Elsewhere the ground seeds, which have a flavor like bitter almonds,
have served as sweetmeats for flavoring chocolate and candy, and in a
beverage. The seeds also are reported to be poisonous. Oil from the
seeds was used by the Aztec Indians for dressing the hair and has been
employed in home medicine. Sapote is also a honey plant.
Rarely
planted at low altitudes in Puerto Rico, at Bayamon for example, for
fruit and shade, but not native or naturalized. Also reported from
Virgin Islands.
Range -- Widely planted in tropical America
from southern Florida and Bermuda through West Indies from Cuba to
Grenada and Trinidad and Tobago and from southern Mexico through
Central America to Ecuador and Brazil.
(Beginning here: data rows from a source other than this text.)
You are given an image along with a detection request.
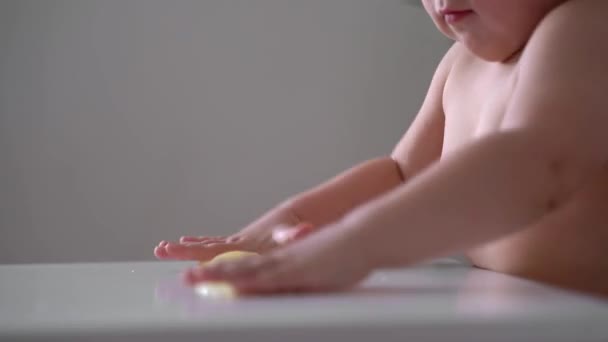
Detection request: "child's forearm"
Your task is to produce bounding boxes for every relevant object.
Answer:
[339,133,598,267]
[282,157,404,226]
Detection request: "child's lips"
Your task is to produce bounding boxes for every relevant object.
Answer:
[439,9,473,24]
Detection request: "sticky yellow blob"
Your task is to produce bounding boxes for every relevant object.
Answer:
[194,251,259,299]
[200,251,259,265]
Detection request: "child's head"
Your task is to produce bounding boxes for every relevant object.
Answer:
[422,0,566,61]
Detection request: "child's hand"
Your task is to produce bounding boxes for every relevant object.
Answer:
[154,216,313,261]
[184,222,374,294]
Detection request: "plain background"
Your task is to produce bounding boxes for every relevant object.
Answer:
[0,0,449,263]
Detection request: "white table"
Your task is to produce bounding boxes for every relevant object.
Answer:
[0,261,608,342]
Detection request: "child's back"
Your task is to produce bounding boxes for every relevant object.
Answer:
[427,0,608,291]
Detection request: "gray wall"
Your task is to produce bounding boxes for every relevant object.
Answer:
[0,0,448,263]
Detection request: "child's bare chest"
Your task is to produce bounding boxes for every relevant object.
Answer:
[443,58,517,154]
The original natural range
uncertain, probably southern Mexico and northern Central America to
Nicaragua. Found native in northeastern Nicaragua.
Other
common names--mamey rojo, sapote (Puerto Rico); sapote, zapote, marney,
mamey colorado (Spanish); zapote colorado, zapote mamey (Mexico);
sapote grande (Nicaragua); zapotillo (Costa Rica); mamey de tierra
(Panama); sapote (English); mamee sapote (Bermuda); mamee-apple,
mammee-sapote (Belize); sapotier jaune doeuf sapotillier marmelade,
grand sapotillier (Haiti); sapote a creme (Guadeloupe); sapote, grosse
sapote (Martinique); sapota (Brazil).
Botanical synonyms-Calocarpum
mammosum (L) Pierre, C.
Sapota (Jacq.) Merrill, Lucuma mammosa (L)
Gaertn. f, Pouteria
mammosa (L) Cronq.
Editor's
note: This delicious fruit, much beloved here in South Florida,
especially among our Hispanic population, has become increasingly
popular throughout the world since this book was published The general
public is discovering its rich and wonderful taste through sherbets and
ice creams, and the number of 'plantings has risen accordingly.